On Fri, Dec 05, 2014 at 10:52:02AM +0100, Arnd Bergmann wrote:
> I'm still puzzled why you'd need a single dma_sync_single_for_cpu()
> after dma_alloc_coherent though, you should not need any. Is it possible
> that the driver accidentally uses __raw_readl() instead of readl()
> in some places and you are just lacking an appropriate barrier?

Digging into the driver, it looks like individual DMA buffers are
allocated (via brcmf_pcie_init_dmabuffer_for_device) and registered
into a "commonring" layer.

Whenever the buffer is written to, space is first allocated via a call
to brcmf_commonring_reserve_for_write() or
brcmf_commonring_reserve_for_write_multiple(), data written to the
buffer, followed by a call to brcmf_commonring_write_complete().

brcmf_commonring_write_complete() calls two methods at that point:
cr_write_wptr() and cr_ring_bell(), which will be
brcmf_pcie_ring_mb_write_wptr() and brcmf_pcie_ring_mb_ring_bell().

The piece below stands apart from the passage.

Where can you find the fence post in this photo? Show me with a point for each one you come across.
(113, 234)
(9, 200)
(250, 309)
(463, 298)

The first calls brcmf_pcie_write_tcm16(), which uses iowrite16(),
which contains the appropriate barrier.  The bell ringing functions
also use ioread*/iowrite*().

So, on the write side, it looks fine from the barrier perspective.

On the read side, brcmf_commonring_get_read_ptr() is used before
a read access to the ring - which calls the cr_update_wptr() method,
which in turn uses an ioread16() call.  After the CPU has read data
from the ring, brcmf_commonring_read_complete() is used, which uses
iowrite16().

So, I don't see a barrier problem on the read side.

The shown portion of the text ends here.